Understanding Common-Law Marriages in Florida
In the realm of family law, common-law marriage stands as a curious relic of legal history. Unlike formal marriage, which requires a recognized ceremony and official documentation, common-law marriage is an informal arrangement where a couple is considered legally married without these formalities, provided certain conditions are met. However, when it comes to the state of Florida, the recognition of such unions has a distinct set of rules and historical context.
Florida does not recognize common-law marriages that are entered into within the state after January 1, 1968. This means that couples who cohabitate and present themselves as a married couple in Florida cannot be considered legally married under common-law principles if their relationship began after this cut-off date. The statute that abolished common-law marriage in Florida was aimed at avoiding the legal uncertainties and disputes over property and inheritance that often accompanied common-law marriages.

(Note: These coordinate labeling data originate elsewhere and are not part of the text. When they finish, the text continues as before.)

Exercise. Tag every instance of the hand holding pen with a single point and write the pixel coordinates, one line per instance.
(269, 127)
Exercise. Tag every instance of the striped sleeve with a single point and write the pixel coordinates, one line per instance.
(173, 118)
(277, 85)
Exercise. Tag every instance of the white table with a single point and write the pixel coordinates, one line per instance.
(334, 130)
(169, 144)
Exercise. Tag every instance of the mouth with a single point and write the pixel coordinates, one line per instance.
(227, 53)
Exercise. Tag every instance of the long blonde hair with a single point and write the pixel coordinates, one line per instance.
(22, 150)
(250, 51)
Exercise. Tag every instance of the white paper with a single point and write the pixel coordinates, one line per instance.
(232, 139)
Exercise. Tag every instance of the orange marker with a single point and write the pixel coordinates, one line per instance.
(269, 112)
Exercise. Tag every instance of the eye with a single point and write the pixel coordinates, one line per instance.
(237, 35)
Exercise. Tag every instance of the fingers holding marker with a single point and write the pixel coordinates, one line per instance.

However, Florida does recognize common-law marriages that were established before January 1, 1968. Additionally, the state also acknowledges common-law marriages that are validly formed in other states where such unions are still recognized. This is due to the 'full faith and credit' clause of the United States Constitution, which requires states to respect the 'public acts, records, and judicial proceedings' of every other state.

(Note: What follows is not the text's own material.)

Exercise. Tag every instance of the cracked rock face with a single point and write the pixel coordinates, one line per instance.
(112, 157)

For example, if a couple has lived together for many years in a state that recognizes common-law marriage and they have held themselves out to be married — both socially and financially — they may be considered legally married in that state. If they move to Florida, their marriage would still be recognized despite Florida's own laws against creating new common-law marriages.
Historical References to Common-Law Marriage Recognition
The concept of common-law marriage dates back centuries and was originally based on English law. It was recognized in many states during the early years of the United States as a way to legitimize unions in areas where there were no officials available to perform formal ceremonies. Over time, as society and legal systems evolved, most states have abolished common-law marriages because they create potential for misunderstandings and legal complexities.
In summary, while Florida no longer allows for the creation of new common-law marriages within its borders, it will recognize those that were established elsewhere according to the respective laws of those states or ones formed within Florida before 1968. It is always recommended for individuals in any form of marital relationship to understand their legal rights and obligations fully — consulting with a knowledgeable family law attorney can provide clarity on such matters.